Solution-3: Using try-except block

Let us modify the above code a little bit and use try-except block to solve the problem:

if __name__ == '__main__':
    grade_book=dict()
    grades=set()
    for _ in range(int(input())):
        name = input()
        score = float(input())
        grade_book[name]=score
        grades.add(score)
    grades=list(grades)
    grades=sorted(grades)
    people=[]
    for i in range(len(grade_book)):
        try:
            people.append(list(grade_book.keys())
            [list(grade_book.values()).index(grades[1])])
            grade_book.pop(list(grade_book.keys())
            [list(grade_book.values()).index(grades[1])])
        except:
            break
    people=sorted(people)
    for i in people:
        print(i)

This code creates an empty dictionary called "grade_book" to store student names and scores, and an empty set called "grades" to store the unique scores. It then takes input of a number of student names and scores and adds them to the "grade_book" dictionary and "grades" set. It then converts "grades" set to a list, sorts it, and initializes an empty list called "people". It then iterates through the "grade_book" dictionary and finds the second lowest score, gets the names of students who scored that grade, adds it to the "people" list and removes that student from the "grade_book" dictionary. Finally it sorts "people" alphabetically and prints the names of students who scored the second lowest grade.
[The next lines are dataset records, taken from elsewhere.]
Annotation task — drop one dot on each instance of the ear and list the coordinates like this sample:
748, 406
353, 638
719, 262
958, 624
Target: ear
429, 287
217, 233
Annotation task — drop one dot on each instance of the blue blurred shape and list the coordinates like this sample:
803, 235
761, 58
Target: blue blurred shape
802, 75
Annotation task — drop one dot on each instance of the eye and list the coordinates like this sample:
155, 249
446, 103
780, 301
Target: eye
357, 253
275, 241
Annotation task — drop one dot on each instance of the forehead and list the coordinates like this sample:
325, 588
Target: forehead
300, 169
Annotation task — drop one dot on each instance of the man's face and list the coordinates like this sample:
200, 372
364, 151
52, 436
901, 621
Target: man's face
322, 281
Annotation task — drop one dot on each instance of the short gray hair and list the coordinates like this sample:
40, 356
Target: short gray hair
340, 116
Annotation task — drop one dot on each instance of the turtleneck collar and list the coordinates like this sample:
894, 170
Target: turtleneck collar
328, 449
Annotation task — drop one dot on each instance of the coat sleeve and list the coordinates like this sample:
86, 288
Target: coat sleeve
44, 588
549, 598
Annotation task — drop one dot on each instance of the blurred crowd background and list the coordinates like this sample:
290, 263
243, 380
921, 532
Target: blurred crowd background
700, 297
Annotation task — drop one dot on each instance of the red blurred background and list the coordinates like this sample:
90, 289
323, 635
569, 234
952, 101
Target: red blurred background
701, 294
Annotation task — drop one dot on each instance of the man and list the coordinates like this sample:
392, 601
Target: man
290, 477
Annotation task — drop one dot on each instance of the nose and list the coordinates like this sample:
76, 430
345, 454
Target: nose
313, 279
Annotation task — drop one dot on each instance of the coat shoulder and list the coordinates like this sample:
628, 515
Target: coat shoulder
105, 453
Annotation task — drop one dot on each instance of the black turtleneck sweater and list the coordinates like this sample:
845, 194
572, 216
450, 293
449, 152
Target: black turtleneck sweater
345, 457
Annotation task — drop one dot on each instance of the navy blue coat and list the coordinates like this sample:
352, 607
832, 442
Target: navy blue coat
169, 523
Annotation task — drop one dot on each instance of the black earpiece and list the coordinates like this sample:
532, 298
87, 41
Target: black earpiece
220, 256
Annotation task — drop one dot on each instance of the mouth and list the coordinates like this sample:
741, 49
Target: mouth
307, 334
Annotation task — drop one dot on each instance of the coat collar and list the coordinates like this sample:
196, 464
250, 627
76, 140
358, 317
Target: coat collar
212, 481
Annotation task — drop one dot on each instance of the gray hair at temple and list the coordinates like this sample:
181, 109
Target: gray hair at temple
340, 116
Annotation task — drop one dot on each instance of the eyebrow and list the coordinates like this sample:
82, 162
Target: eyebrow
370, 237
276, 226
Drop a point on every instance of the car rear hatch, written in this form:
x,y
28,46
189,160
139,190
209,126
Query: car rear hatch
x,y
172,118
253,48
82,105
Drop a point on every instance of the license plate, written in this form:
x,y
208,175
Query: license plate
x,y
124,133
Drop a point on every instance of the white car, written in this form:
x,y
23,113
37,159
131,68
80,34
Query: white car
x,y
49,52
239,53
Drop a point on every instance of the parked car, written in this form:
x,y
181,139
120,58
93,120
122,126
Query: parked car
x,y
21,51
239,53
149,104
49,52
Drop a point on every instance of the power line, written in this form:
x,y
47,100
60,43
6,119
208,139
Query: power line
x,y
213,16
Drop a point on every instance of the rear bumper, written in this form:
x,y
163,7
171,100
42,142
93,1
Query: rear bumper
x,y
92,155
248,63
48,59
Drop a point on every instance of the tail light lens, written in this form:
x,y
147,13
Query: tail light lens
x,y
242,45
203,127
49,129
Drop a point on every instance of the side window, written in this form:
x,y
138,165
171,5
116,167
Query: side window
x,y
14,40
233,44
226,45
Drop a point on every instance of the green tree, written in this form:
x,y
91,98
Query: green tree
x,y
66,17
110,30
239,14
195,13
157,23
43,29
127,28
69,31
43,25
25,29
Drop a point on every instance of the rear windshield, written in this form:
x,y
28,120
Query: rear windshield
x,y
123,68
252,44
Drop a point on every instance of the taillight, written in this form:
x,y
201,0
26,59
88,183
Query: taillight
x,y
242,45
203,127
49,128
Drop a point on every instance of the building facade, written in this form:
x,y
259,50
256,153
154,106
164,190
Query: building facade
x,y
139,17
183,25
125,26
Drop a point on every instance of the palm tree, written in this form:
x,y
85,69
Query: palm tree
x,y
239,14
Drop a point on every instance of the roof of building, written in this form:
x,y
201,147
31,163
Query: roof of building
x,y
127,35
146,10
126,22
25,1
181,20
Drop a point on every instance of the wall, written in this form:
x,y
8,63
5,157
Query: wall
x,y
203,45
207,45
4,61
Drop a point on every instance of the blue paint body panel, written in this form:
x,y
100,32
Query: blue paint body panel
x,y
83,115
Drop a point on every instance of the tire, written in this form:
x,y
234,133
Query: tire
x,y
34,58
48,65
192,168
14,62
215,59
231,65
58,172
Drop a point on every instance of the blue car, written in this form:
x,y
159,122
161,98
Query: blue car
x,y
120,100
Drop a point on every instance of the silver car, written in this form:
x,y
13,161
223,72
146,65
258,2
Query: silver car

ALSO READ: Sort short_names in reverse alphabetic order [SOLVED]

Solution-4: Using the sorted method

We can use the sorted method to solve the problem:

if __name__ == '__main__':
    li = []
    for _ in range(int(input())):
        name = input()
        score = float(input())
        li.append([name,score])
scr = [x[1] for x in li]
min_li = sorted(set(scr))
stud = sorted([y[0] for y in li if y[1]==min_li[1]])
[print(k) for k in stud]

This code takes in a number of student names and scores and stores them in a list of lists called "li" where each sublist contains a name and a score. Then it creates a new list called "scr" containing only the scores from "li" and assigns it to variable "scr". It then creates a new variable "min_li" that stores a set of scores sorted in ascending order. Next, it creates a new variable "stud" which contains the names of students whose scores match the second-lowest score from "min_li". Finally, it iterates through "stud" and prints the names of students who scored the second lowest grade.

This code is different from previous ones in that it used list comprehension to get the scores and student names separately and it uses the built-in function "sorted" to sort "min_li" and "stud" and also it uses one-line comprehension to print the names of students.

Summary

In this short article, we discussed how we can solve the Nested Lists problem using various methods. We covered four different methods to solve the problem and explained each of the solutions.